José Ángel S. S., known as the “Instagram pedophile,” has been found guilty by a Spanish court of sexually abusing minors, recording sexual encounters with them, distributing child pornography and cyber-bullying nearly 100 underage victims.
He has been sentenced to an accumulated prison term of nearly 700 years for these crimes, although the maximum period he can be legally held behind bars is 30 years.
The 31-year-old, a lawyer by trade, was also a coach for teenage soccer players in a town south of Madrid.
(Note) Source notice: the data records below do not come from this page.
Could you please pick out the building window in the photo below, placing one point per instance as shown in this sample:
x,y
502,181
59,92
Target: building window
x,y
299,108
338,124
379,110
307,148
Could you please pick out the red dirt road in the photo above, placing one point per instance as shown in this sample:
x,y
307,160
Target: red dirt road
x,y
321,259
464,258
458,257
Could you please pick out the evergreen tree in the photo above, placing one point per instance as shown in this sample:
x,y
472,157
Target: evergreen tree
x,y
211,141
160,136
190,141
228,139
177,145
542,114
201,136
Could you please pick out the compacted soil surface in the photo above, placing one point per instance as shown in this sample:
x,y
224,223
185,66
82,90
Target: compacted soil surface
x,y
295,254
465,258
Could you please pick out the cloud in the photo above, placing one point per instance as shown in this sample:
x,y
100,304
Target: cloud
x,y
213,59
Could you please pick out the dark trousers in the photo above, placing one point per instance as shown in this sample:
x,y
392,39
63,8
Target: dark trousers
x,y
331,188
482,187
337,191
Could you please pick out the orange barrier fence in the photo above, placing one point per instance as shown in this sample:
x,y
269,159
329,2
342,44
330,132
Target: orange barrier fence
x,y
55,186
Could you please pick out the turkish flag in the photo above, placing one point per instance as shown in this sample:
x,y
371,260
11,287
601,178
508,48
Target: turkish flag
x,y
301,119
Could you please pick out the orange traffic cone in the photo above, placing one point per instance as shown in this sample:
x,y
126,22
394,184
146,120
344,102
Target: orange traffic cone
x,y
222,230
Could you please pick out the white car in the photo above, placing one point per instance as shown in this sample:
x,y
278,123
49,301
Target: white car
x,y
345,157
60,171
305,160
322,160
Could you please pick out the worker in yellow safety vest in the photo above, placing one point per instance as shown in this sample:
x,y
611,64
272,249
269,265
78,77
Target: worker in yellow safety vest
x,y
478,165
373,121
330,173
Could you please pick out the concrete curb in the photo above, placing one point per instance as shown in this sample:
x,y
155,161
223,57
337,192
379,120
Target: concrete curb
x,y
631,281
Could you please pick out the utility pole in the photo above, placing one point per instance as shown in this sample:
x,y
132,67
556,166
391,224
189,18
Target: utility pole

For three years, between 2015 and 2018, he was a sexual predator who had full relations with at least seven young men, according to the Madrid regional high court, which based its decision on victim testimonies, physical evidence and content found on the defendant’s computer and mobile devices.
S.S. gained his victims’ trust by posing as a young girl named Lorena. This fictitious person contacted them on Instagram and WhatsApp, promising to engage in a threesome with them. But first, they had to have sex with her friend José (who was S.S. himself).
Many of these encounters were held in his office and recorded for later distribution. When members of Spain’s Civil Guard arrested S.S., they found a large amount of child pornography on his computer hard drive and one of his cellphones.
Investigating officers dubbed the operation Kamikaze after the name of the Instagram account that S.S. used to lure victims. Many of the victims deleted the conversations from their cellphones out of shame, but investigators still managed to access hundreds of exchanges, including photographs and videos, that proved essential as evidence in court.
S.S. would send the minors photos and videos of a nude underage girl masturbating in front of the camera, and ask his victims to reciprocate with photos and videos of themselves performing similar acts, according to the court. At the trial, the defendant admitted that he had “a deviation” and asked for forgiveness.
“On many occasions, the minors downplayed the meaning and scope of what had happened, and later, once their parents found out and the facts could no longer be concealed, they managed to verbalize the experience and talk about it without feeling shame or guilt,” reads the ruling, which may be appealed.
At the time of his arrest, S.S. handed the Civil Guard two cellphones, but withheld the one that the officers were looking for. He later asked his father to hand over the third phone to avoid a police search of the family home. This phone was found to contain all his sexual videos with minors. Subsequent searches produced more child pornography on other mobile devices and on his computer, which contained 5,434 files of a pornographic nature, according to court documents.
At the hearing, S.S. claimed that he did not delete the content because he felt that he needed to be “found out and arrested to stop committing crimes.”